A month later, almost all of that optimism has unwound. Iran attacked three ships on April 22, days after declaring the Strait open. The US blockade continues with ongoing tanker seizures. The Trump-Xi summit produced nothing on Hormuz. A UAE nuclear facility was hit over the weekend. The Strait is effectively closed, with only 16 vessels transiting per day against a pre-war baseline of 60. The IEA has warned that the oil market will remain undersupplied through October even if fighting ends next month.

Figure 1 shows how the outlook has shifted. The top panel plots the cumulative probability of the war having durably ended (defined as 14 consecutive days without military action) by each date through December 2026, aggregated across four prediction market platforms. The grey dashed line is the curve as it stood on April 17. The orange line is where it sits today. The gap between them is the optimism that has been repriced out since mid-April. The June bucket dropped 30 percentage points from 65% to 35%, December fell 17 points from 97% to 80%. The market has pushed the expected resolution window out by roughly two to three months: where traders in April thought the war would most likely end between May and July, they now see August to October as the more probable window.

Figure 1

The bottom panel of Figure 1 translates this shift into oil prices. The dark line is the actual WTI futures strip as of today, from $107 for the June contract down to $84 for December. The grey dashed line is the strip from April 17 for comparison, and the red shading between them shows the magnitude of the repricing. The front end moved up $20 and the back end $9 over the past month. In mid-April, the strip was converging toward the pre-war $67 baseline. Today it sits $17-40 above it across the entire curve.

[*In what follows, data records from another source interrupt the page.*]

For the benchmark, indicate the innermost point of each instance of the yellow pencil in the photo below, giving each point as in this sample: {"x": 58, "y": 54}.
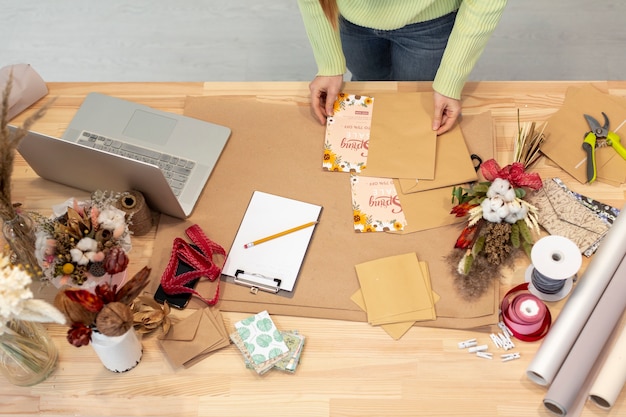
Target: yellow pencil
{"x": 283, "y": 233}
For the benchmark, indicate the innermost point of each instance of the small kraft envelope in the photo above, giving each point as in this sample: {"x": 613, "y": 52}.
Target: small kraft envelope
{"x": 195, "y": 337}
{"x": 561, "y": 214}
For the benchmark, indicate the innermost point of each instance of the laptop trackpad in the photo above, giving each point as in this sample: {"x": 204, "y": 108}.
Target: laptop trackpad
{"x": 150, "y": 127}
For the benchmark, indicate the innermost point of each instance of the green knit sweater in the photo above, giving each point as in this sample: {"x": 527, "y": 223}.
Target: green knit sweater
{"x": 476, "y": 20}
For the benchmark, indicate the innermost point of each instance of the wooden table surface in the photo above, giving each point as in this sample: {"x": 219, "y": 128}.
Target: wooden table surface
{"x": 348, "y": 368}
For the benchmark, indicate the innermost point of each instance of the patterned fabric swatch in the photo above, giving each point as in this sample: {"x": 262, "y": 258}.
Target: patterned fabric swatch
{"x": 260, "y": 341}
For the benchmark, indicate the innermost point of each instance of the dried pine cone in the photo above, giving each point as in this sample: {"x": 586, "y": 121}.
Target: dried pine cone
{"x": 114, "y": 319}
{"x": 497, "y": 246}
{"x": 115, "y": 261}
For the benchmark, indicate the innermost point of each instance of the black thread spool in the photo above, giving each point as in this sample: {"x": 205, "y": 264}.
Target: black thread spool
{"x": 134, "y": 205}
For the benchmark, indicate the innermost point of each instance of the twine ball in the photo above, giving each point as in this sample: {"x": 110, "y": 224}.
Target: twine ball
{"x": 133, "y": 203}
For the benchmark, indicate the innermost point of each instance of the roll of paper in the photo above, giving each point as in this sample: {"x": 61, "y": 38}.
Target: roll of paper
{"x": 567, "y": 387}
{"x": 578, "y": 307}
{"x": 612, "y": 376}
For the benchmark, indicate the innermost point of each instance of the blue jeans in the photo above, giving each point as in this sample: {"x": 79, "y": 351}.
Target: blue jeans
{"x": 411, "y": 53}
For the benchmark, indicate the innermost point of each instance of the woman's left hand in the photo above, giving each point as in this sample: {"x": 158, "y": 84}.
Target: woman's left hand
{"x": 447, "y": 111}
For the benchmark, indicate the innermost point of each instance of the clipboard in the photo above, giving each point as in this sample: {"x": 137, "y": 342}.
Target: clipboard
{"x": 274, "y": 264}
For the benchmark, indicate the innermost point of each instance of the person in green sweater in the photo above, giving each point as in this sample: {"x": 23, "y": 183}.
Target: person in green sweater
{"x": 399, "y": 40}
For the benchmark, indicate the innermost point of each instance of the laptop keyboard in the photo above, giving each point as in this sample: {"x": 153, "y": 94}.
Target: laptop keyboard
{"x": 176, "y": 170}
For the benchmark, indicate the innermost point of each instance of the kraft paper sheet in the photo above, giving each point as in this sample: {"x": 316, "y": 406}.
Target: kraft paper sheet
{"x": 275, "y": 147}
{"x": 402, "y": 143}
{"x": 453, "y": 164}
{"x": 565, "y": 132}
{"x": 394, "y": 289}
{"x": 398, "y": 329}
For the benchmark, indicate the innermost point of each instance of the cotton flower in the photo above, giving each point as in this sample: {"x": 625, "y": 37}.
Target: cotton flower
{"x": 501, "y": 188}
{"x": 86, "y": 251}
{"x": 517, "y": 211}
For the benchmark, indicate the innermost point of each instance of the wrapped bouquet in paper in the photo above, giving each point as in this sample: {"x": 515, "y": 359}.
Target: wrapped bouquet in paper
{"x": 499, "y": 223}
{"x": 84, "y": 242}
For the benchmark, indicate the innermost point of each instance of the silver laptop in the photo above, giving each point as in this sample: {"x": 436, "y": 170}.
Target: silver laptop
{"x": 114, "y": 144}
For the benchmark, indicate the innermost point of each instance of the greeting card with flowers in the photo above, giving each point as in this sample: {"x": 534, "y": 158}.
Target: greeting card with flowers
{"x": 348, "y": 133}
{"x": 375, "y": 205}
{"x": 84, "y": 242}
{"x": 499, "y": 223}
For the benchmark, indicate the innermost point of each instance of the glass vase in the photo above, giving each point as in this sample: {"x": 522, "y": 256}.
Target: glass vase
{"x": 27, "y": 353}
{"x": 19, "y": 233}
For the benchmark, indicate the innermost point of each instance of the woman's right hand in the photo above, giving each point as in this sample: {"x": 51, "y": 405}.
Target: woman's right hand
{"x": 324, "y": 91}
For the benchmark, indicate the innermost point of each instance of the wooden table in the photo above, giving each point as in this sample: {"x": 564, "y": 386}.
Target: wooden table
{"x": 348, "y": 368}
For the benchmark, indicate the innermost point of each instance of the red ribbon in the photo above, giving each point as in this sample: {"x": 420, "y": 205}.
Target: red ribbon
{"x": 513, "y": 173}
{"x": 201, "y": 261}
{"x": 525, "y": 324}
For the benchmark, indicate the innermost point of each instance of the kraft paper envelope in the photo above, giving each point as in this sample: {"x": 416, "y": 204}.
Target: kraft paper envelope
{"x": 397, "y": 330}
{"x": 402, "y": 143}
{"x": 194, "y": 337}
{"x": 453, "y": 164}
{"x": 394, "y": 289}
{"x": 566, "y": 129}
{"x": 27, "y": 87}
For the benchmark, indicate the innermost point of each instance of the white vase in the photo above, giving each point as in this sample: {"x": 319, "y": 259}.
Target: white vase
{"x": 118, "y": 353}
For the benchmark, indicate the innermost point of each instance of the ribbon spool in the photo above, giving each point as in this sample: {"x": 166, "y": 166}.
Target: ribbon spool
{"x": 527, "y": 317}
{"x": 134, "y": 205}
{"x": 555, "y": 263}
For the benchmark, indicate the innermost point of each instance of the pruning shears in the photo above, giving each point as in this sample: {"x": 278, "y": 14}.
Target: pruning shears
{"x": 599, "y": 136}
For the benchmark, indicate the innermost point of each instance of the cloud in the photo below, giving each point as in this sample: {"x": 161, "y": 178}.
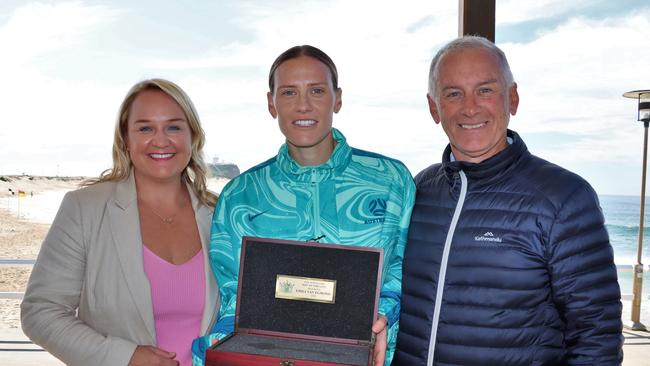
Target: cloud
{"x": 571, "y": 80}
{"x": 44, "y": 113}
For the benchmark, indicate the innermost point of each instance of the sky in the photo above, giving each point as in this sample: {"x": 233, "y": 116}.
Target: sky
{"x": 66, "y": 65}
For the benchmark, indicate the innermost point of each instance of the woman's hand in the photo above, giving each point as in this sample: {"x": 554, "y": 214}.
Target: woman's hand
{"x": 379, "y": 353}
{"x": 152, "y": 356}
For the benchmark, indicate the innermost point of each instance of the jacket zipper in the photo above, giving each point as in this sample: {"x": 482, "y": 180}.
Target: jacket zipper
{"x": 443, "y": 268}
{"x": 316, "y": 200}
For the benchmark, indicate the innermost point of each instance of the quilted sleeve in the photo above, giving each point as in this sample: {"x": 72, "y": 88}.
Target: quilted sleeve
{"x": 584, "y": 281}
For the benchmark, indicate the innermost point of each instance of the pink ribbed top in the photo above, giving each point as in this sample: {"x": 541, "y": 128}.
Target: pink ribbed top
{"x": 178, "y": 296}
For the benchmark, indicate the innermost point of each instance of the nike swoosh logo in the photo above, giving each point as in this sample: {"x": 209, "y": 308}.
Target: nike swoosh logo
{"x": 253, "y": 217}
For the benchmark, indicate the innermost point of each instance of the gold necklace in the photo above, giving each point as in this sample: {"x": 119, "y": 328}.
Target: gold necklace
{"x": 166, "y": 220}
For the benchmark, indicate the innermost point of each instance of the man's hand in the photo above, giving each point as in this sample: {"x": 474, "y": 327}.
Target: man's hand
{"x": 379, "y": 353}
{"x": 152, "y": 356}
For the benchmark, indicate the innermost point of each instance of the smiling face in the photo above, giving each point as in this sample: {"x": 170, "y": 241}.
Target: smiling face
{"x": 304, "y": 101}
{"x": 158, "y": 137}
{"x": 473, "y": 103}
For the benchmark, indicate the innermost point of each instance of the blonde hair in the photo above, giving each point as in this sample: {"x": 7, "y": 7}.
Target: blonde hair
{"x": 195, "y": 172}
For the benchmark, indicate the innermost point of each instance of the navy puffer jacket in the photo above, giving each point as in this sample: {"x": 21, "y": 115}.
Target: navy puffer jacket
{"x": 528, "y": 271}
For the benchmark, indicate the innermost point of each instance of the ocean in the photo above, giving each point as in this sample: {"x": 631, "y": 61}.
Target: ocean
{"x": 621, "y": 219}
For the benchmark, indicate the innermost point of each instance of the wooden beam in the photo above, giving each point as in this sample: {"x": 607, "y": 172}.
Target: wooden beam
{"x": 476, "y": 17}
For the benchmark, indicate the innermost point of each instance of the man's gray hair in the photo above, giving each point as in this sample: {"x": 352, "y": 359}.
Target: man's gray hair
{"x": 467, "y": 42}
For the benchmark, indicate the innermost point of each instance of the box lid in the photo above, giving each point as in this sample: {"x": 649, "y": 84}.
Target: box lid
{"x": 267, "y": 263}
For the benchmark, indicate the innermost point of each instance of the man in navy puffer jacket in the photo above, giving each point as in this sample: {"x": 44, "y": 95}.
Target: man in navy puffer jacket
{"x": 508, "y": 261}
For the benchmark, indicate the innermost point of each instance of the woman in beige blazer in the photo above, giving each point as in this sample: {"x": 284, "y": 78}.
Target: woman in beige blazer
{"x": 89, "y": 299}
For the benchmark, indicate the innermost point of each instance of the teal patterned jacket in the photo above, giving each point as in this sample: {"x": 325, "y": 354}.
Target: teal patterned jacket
{"x": 355, "y": 198}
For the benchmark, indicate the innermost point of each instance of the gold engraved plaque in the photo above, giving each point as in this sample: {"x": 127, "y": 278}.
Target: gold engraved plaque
{"x": 305, "y": 289}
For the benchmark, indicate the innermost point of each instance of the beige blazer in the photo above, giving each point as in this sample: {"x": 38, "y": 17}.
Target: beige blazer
{"x": 88, "y": 300}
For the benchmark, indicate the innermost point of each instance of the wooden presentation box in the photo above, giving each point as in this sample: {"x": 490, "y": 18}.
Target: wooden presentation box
{"x": 302, "y": 304}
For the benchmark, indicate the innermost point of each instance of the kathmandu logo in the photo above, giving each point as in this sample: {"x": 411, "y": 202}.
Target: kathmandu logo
{"x": 488, "y": 236}
{"x": 377, "y": 208}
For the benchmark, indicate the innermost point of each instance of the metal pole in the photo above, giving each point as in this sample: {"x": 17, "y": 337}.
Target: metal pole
{"x": 638, "y": 267}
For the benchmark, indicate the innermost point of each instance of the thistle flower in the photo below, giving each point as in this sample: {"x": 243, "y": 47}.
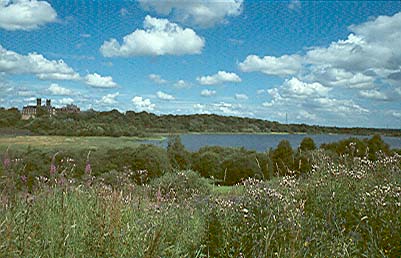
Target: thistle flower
{"x": 24, "y": 179}
{"x": 88, "y": 168}
{"x": 53, "y": 168}
{"x": 6, "y": 160}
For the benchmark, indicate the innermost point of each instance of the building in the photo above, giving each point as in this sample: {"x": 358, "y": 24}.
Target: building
{"x": 31, "y": 111}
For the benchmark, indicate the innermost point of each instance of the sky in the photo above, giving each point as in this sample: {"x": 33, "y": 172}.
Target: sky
{"x": 335, "y": 63}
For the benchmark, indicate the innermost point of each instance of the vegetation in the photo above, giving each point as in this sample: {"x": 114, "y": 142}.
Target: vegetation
{"x": 113, "y": 123}
{"x": 347, "y": 205}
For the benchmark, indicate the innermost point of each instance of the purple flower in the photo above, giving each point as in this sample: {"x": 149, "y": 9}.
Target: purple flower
{"x": 6, "y": 160}
{"x": 6, "y": 163}
{"x": 24, "y": 179}
{"x": 88, "y": 168}
{"x": 53, "y": 168}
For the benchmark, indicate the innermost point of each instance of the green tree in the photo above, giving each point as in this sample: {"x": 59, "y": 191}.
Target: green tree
{"x": 177, "y": 154}
{"x": 307, "y": 144}
{"x": 283, "y": 158}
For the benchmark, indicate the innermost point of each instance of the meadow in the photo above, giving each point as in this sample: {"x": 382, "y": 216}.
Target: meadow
{"x": 344, "y": 206}
{"x": 71, "y": 142}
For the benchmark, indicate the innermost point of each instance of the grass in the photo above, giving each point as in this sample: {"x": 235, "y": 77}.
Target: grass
{"x": 70, "y": 143}
{"x": 349, "y": 207}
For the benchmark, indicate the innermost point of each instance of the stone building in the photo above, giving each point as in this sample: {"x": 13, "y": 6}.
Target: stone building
{"x": 31, "y": 111}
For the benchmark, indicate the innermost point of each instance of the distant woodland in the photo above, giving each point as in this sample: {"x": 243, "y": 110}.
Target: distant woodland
{"x": 130, "y": 123}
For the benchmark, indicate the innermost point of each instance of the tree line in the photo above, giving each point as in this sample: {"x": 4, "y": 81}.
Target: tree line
{"x": 222, "y": 165}
{"x": 130, "y": 123}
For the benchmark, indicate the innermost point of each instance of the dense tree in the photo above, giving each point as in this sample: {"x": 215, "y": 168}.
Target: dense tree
{"x": 307, "y": 144}
{"x": 178, "y": 156}
{"x": 283, "y": 158}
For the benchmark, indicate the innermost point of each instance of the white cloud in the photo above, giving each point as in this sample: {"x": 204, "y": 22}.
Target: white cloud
{"x": 294, "y": 5}
{"x": 241, "y": 96}
{"x": 124, "y": 12}
{"x": 373, "y": 94}
{"x": 109, "y": 99}
{"x": 33, "y": 63}
{"x": 396, "y": 114}
{"x": 208, "y": 93}
{"x": 203, "y": 13}
{"x": 142, "y": 104}
{"x": 306, "y": 115}
{"x": 56, "y": 89}
{"x": 370, "y": 47}
{"x": 159, "y": 37}
{"x": 339, "y": 77}
{"x": 294, "y": 88}
{"x": 218, "y": 78}
{"x": 65, "y": 101}
{"x": 366, "y": 60}
{"x": 98, "y": 81}
{"x": 181, "y": 84}
{"x": 164, "y": 96}
{"x": 25, "y": 14}
{"x": 280, "y": 66}
{"x": 157, "y": 78}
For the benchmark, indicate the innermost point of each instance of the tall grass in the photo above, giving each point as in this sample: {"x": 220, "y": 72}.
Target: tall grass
{"x": 350, "y": 207}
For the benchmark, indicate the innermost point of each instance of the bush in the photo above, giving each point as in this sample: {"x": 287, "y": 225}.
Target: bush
{"x": 283, "y": 158}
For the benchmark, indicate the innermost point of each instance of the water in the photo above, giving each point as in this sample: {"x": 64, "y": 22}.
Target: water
{"x": 262, "y": 142}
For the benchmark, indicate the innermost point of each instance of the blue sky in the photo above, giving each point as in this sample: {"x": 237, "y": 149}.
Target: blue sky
{"x": 320, "y": 62}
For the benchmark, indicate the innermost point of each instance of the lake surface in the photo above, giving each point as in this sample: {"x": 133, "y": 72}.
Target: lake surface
{"x": 262, "y": 142}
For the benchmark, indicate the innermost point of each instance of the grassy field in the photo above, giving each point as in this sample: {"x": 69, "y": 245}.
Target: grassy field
{"x": 347, "y": 209}
{"x": 66, "y": 142}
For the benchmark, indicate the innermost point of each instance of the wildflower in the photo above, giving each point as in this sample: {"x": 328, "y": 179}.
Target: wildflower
{"x": 88, "y": 168}
{"x": 24, "y": 179}
{"x": 6, "y": 160}
{"x": 53, "y": 168}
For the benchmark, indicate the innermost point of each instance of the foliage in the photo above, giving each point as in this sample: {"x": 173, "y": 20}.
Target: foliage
{"x": 283, "y": 158}
{"x": 344, "y": 207}
{"x": 113, "y": 123}
{"x": 178, "y": 156}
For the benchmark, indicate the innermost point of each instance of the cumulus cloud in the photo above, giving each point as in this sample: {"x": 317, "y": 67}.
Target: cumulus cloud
{"x": 98, "y": 81}
{"x": 366, "y": 59}
{"x": 159, "y": 37}
{"x": 108, "y": 99}
{"x": 373, "y": 94}
{"x": 334, "y": 77}
{"x": 294, "y": 5}
{"x": 45, "y": 69}
{"x": 56, "y": 89}
{"x": 208, "y": 93}
{"x": 157, "y": 78}
{"x": 204, "y": 13}
{"x": 396, "y": 114}
{"x": 241, "y": 96}
{"x": 218, "y": 78}
{"x": 270, "y": 65}
{"x": 142, "y": 104}
{"x": 25, "y": 14}
{"x": 164, "y": 96}
{"x": 65, "y": 101}
{"x": 33, "y": 63}
{"x": 181, "y": 84}
{"x": 295, "y": 88}
{"x": 312, "y": 98}
{"x": 306, "y": 115}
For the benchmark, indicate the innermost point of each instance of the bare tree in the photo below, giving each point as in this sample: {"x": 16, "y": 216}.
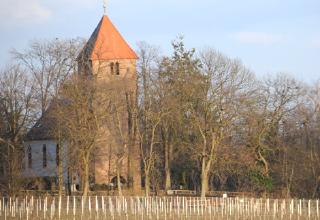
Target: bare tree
{"x": 16, "y": 104}
{"x": 49, "y": 63}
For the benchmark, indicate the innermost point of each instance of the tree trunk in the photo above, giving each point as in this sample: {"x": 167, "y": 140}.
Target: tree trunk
{"x": 119, "y": 179}
{"x": 147, "y": 183}
{"x": 60, "y": 171}
{"x": 167, "y": 167}
{"x": 86, "y": 177}
{"x": 204, "y": 179}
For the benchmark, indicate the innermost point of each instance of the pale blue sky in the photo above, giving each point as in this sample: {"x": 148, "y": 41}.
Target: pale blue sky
{"x": 269, "y": 36}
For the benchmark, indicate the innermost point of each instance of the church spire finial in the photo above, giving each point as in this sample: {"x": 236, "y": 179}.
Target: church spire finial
{"x": 105, "y": 7}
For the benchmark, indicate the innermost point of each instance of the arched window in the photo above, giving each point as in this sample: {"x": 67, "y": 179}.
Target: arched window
{"x": 117, "y": 68}
{"x": 29, "y": 151}
{"x": 44, "y": 156}
{"x": 112, "y": 68}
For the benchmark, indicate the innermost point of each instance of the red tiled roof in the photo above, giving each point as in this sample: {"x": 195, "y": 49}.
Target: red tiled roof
{"x": 106, "y": 43}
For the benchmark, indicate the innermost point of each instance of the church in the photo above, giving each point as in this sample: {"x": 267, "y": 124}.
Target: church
{"x": 105, "y": 56}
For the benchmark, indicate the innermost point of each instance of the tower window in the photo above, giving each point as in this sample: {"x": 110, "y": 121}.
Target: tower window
{"x": 57, "y": 154}
{"x": 112, "y": 68}
{"x": 29, "y": 151}
{"x": 44, "y": 156}
{"x": 117, "y": 68}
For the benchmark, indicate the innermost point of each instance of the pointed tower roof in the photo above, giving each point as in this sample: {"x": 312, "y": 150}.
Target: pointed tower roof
{"x": 106, "y": 43}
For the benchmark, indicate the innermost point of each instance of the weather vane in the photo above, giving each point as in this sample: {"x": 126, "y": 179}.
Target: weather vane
{"x": 105, "y": 7}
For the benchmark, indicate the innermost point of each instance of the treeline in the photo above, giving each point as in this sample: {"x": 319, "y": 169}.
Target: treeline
{"x": 202, "y": 121}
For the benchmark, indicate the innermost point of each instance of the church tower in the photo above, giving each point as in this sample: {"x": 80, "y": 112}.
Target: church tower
{"x": 108, "y": 57}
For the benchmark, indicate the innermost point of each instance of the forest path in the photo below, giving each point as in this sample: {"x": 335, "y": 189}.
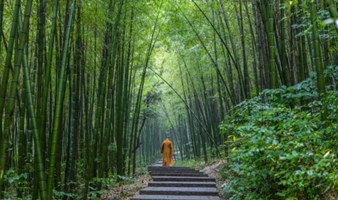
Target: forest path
{"x": 175, "y": 183}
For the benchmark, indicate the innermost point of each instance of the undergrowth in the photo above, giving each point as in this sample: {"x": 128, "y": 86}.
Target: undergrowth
{"x": 281, "y": 145}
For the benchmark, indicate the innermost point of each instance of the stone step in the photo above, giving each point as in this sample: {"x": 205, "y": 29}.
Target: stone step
{"x": 196, "y": 191}
{"x": 183, "y": 178}
{"x": 174, "y": 197}
{"x": 161, "y": 168}
{"x": 180, "y": 184}
{"x": 179, "y": 174}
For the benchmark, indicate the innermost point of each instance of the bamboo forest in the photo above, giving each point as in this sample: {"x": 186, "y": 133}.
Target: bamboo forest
{"x": 89, "y": 89}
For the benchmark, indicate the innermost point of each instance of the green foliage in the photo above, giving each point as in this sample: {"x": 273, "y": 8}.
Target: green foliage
{"x": 282, "y": 152}
{"x": 16, "y": 181}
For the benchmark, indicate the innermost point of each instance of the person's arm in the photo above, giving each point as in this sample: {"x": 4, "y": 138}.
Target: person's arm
{"x": 162, "y": 146}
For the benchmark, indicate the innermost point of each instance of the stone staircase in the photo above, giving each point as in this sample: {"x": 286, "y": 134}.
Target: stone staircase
{"x": 178, "y": 183}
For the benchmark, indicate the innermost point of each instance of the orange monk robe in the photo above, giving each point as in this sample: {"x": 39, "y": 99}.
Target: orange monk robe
{"x": 167, "y": 150}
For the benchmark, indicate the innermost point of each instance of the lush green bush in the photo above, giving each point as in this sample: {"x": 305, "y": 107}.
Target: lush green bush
{"x": 280, "y": 148}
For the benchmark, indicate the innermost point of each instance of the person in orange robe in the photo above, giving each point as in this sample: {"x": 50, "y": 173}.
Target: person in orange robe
{"x": 167, "y": 150}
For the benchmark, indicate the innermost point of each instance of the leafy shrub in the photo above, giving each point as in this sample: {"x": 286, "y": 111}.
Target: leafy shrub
{"x": 278, "y": 151}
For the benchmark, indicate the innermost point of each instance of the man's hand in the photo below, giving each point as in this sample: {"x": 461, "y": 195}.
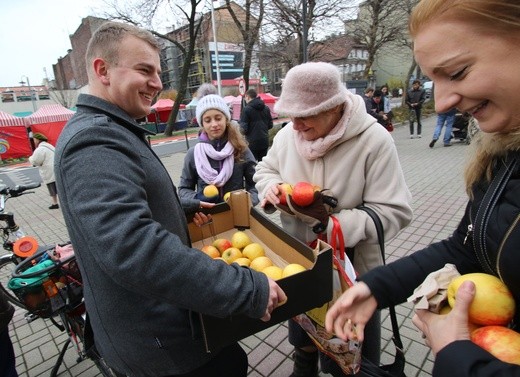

Figure 2 provides the longer view. It plots the WTI futures curve at seven key event dates since the war began on February 28, with each line showing the price at every contract tenor from front-month out to two years. The pre-war baseline (dashed blue, February 27) was nearly flat at $67. Each escalation pushed the front end up while the back end barely moved, producing steep backwardation. Each de-escalation pulled the front end back down. The critical change visible in today’s curve (cyan) relative to our April snapshots is the back end. The M+6 contract has moved from $67 pre-war to $84 today. The M+24 contract has moved from $62 to $80. When the back end of the curve lifts, the market is no longer treating this purely as a temporary disruption. Some structural repricing of the expected duration is occurring.